Rabu, 3 Januari 2007 | 05:51 WIB

Jakarta, NU Online
Ketua Umum Pengurus Besar Nahdlatul Ulama (PBNU) KH Hasyim Muzadi geram terhadap kasus illegal logging (pembalakan liar) terhadap hutan-hutan di negeri ini. Menurutnya, pemerintah seakan menutup mata atas proses penggundulan hutan yang berlangsung terus hingga menjadi sebab utama terjadinya musibah banjir yang melanda sebagian wilayah Indonesia di pengujung tahun ini.
 
“Illegal logging itu kan ada di mana-mana dan terjadi di mana. Tapi tidak tersentuh sama sekali oleh pemerintah. Semua seolah membutakan diri atas kejadian itu. Hutan-hutan di negeri ini terus digunduli,” kata Hasyim saat membuka seminar Refleksi 2 Tahun Tsunami Aceh di Kantor PBNU, Jalan Kramat Raya, Jakarta, Kamis (28/12) lalu.<>

Seminar bertajuk “Menggagas Konsep Ideal Penanggulangan Bencana Melalui Percepatan Penyelesaian RUU Penanganan Bencana, Berkaca pada Pengalaman Pemulihan Aceh” itu dihadiri Wakil Ketua DPR RI Muhaimin Iskandar, calon Wakil Gubernur Nangroee Aceh Darussalam (NAD) Muhammad Nazar, Direktur Eksekutif Walhi Chalid Muhammad, Ketua MPBI Puji Pujiono dan Direktur CARE Johan Keift.
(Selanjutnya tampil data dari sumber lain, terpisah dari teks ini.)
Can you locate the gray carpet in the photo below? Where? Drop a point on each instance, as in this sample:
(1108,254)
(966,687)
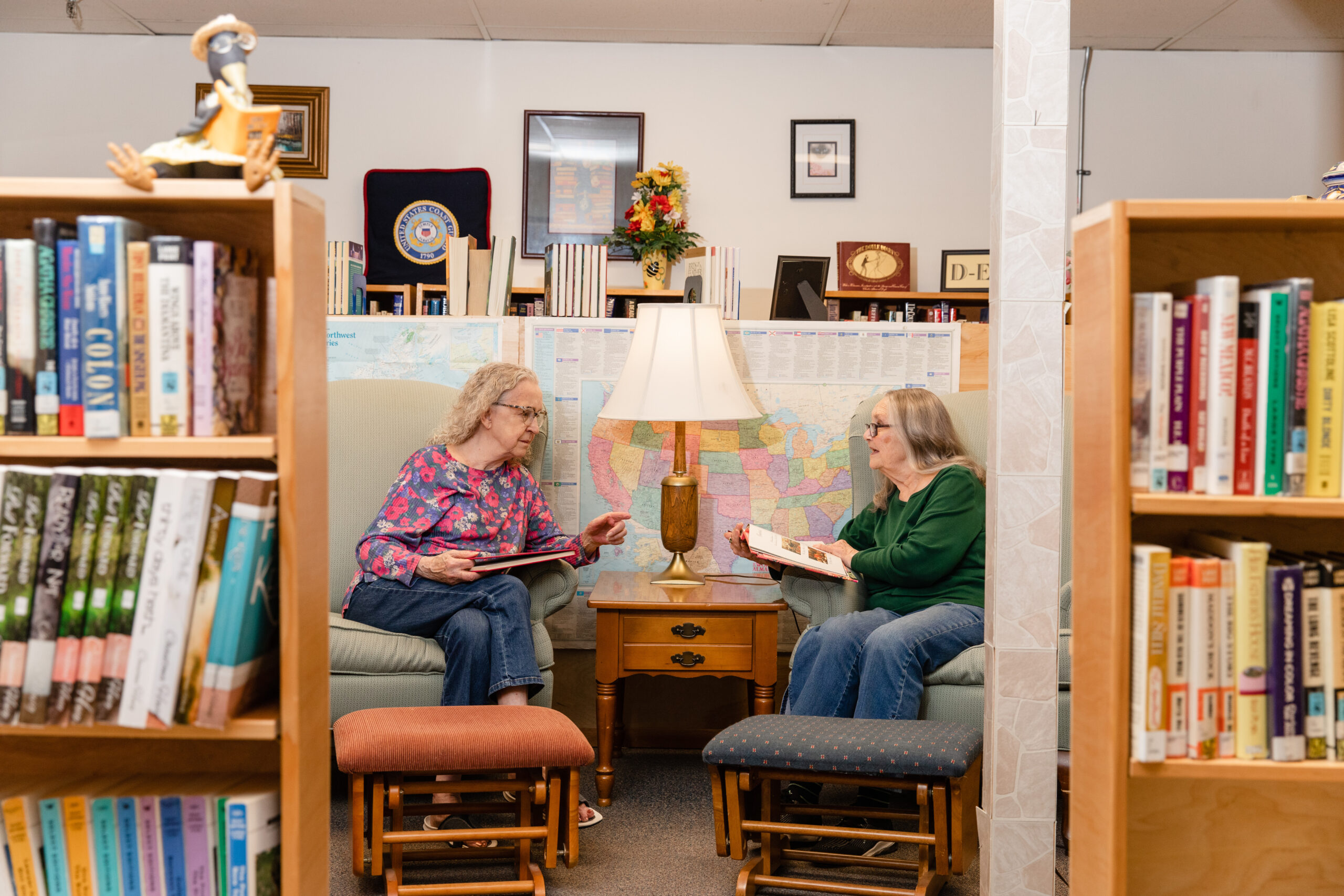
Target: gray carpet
(656,839)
Kepada para peserta seminar yang digelar oleh Community Based Disaster Risk Management (CBDRM) NU bersama sejumlah LSM lingkungan hidup itu, Hasyim mengungkapkan, mustahil pemerintah tak mengetahui praktik pembalakan liar tersebut. Namun, lanjutnya, kasus tersebut terus saja berlangsung meski akibat buruknya sudah kerap kali dirasakan masyarakat.
 
“Kayu-kayu yang mengalir di sungai Mahakam, sungai Musi dan lain-lain, apalagi itu kalau bukan hasil dari illegal logging. Semua sudah tahu itu. Tapi sampai sekarang belum juga mendapat tindakan tegas pemerintah. Akhirnya, saat ini adalah saat kita ‘memetik’ hasilnya,” sesalnya.
 
Sementara itu, dalam sesi seminar, Muhaimin Iskandar mengatakan, Indonesia belum mampu belajar dari kesalahan diri sendiri. Penanganan bencana alam, menurutnya, hingga delapan tahun reformasi berjalan saat ini masih terkesan reaksioner. “Kita bisa dibilang gagal menangani bencana. Delapan tahun reformasi tidak menjadi pembelajaran menangani bencana yang terus terjadi,”
 
Cak Imin, demikian ia panggilan akrab Ketua Umum DPP PKB itu mencontohkan, setelah dua tahun penanganan tsunami di NAD terlihat adanya kesalahpahaman koordinasi. Menurutnya, yang terjadi adalah terpisahnya peran negara dan masyarakat sipil, serta tidak bisanya mengukur antara kemampuan dan kebutuhan.
 
Meski demikian, lanjut Cak Imin, solidaritas yang terbangun hingga tingkat internasional adalah hal yang positif yang harus tetap dijaga.
 
“Masih akan ada banyak bencana yang akan terjadi ke depan. Tapi kita masih bisa tegak berdiri dengan melibatkan masyarakat dunia internasional dalam berbagai bidang yang ada,” ujar mantan Ketua Umum Pergerakan Mahasiswa Islam Indonesia itu.
 
Cak Imin berharap, Rancangan Undang-undang Penanggulangan Bencana (RUU PB) yang hingga kini masih dibahas di parlemen, bisa menjadi solusi kesalahpahaman koordinasi dalam penanganan bencana itu. “Ini adalah undang-undang yang akan memaksakan disiplin koordinasi tingkat sektor agar rekonstruksi dan rehabilitasi bisa ditangani dengan cepat dan baik,”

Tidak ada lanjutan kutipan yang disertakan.